The identification of activation pathways linked to anti-tumor T-cell polyfunctionality, associated with clinical benefit, is of great relevance in the new era of immunotherapy and combined chemo-immunotherapy. Recently we have reported that Melan-A-specific CD8 T cells isolated from long-term surviving patients treated with DTIC injected in a tight window before peptide-vaccination plus IFN-α; possess higher anti-tumor reactivity and an enlarged T-cell repertoire, compared to cells isolated after vaccination alone, suggesting that DTIC before peptide-vaccination may favor a protective anti-tumor specific immune response (1).

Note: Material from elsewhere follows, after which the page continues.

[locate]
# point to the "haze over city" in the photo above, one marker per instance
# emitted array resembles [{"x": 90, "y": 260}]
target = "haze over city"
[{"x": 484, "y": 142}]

To identify the mechanisms enhancing the immune response induced by the combined therapy, we analyzed the endogenous and treatment-induced antigen specific CD8 T-cell response in a panel of Melan-A- and gp100-specific clones from five patients. To this purpose, we analyzed the maturation/differentiation phenotype of these clones (CCR7 and CD45RA), the co-stimulatory (CD27, CD28 and ICOS) and inhibitory (TIM-3, LAG-3 and PD-1) profile, in parallel with the polyfunctionality (IFN-γ; TNF-α; and Granzyme B) and the activation of AKT (pSer473-AKT).
AKT activation was correlated with the differentiation profile (in term of CD28 and/or CD27 expression) and was associated with poor polyfunctionality and low ICOS expression in Melan-A-specific T cells isolated from the endogenous response of both treatments and from the peptide-vaccination-driven response. Conversely, in three patients the combined treatment with DTIC before peptide vaccination elicited tumor-specific CD8+ T cells displaying the hallmarks of differentiated and highly activated effector T cells. These clones are highly efficient in tumor killing, possess polyfunctional activity, up-regulate inhibitory receptors (with PD-1 expressed at the highest level), retain proliferative capability and activate an AKT pathway not-related to the expression of CD27/CD28 molecules and partially dependent on ICOS engagement. Strikingly, T-cell polyfunctionality elicited by the combined therapy was strictly dependent on this AKT activation, as demonstrated by the blockade with selective inhibitors, which occurred only in Melan-A-specific CD8+ T cells and not in cells specific for gp100, suggesting that the nature of the peptide is crucial for the activation of this pathway.
We suggest that this phenotypic and functional T-cell signature related to a highly effective tumor-specific response is fine-tuned between TCR activation, co-stimulatory and inhibitory signals critical to preserve the self-tolerance during immunotherapy treatment. Of clinical relevance, these three patients treated with chemo-immunotherapy are clinically disease-free after 9 years of follow-up.
The study represents a critical contribution for the comprehension of the mechanisms underlying the advantages of combined chemo-immunotherapy and paves the way for the identification of new biomarkers of T-cell activation that may be employed as markers of immune responsiveness.
1. Palermo B, Del Bello D, Sottini A, Serana F, Ghidini C, Gualtieri N, Ferraresi V, Catricalà C, Belardelli F, Proietti E, Natali PG, Imberti L, Nisticò P. Dacarbazine treatment before peptide vaccination enlarges T-cell repertoire diversity of melan-a-specific, tumor-reactive CTL in melanoma patients. Cancer Res. 2010 Sep 15;70(18):7084-92.
Citation Format: Ornella Franzese, Belinda Palermo, Cosmo Di Donna, Isabella Sperduti, Mariangela Panetta, Maria Laura Foddai, Angela Santoni, Paola Nisticò. Polyfunctional antitumor CD8 T cells obtained from a broad repertoire elicited by chemo-immunotherapy and preventing melanoma relapse depends on the activation of an AKT pathway sustained by ICOS. [abstract]. In: Proceedings of the CRI-CIMT-EATI-AACR Inaugural International Cancer Immunotherapy Conference: Translating Science into Survival; September 16-19, 2015; New York, NY. Philadelphia (PA): AACR; Cancer Immunol Res 2016;4(1 Suppl):Abstract nr A003.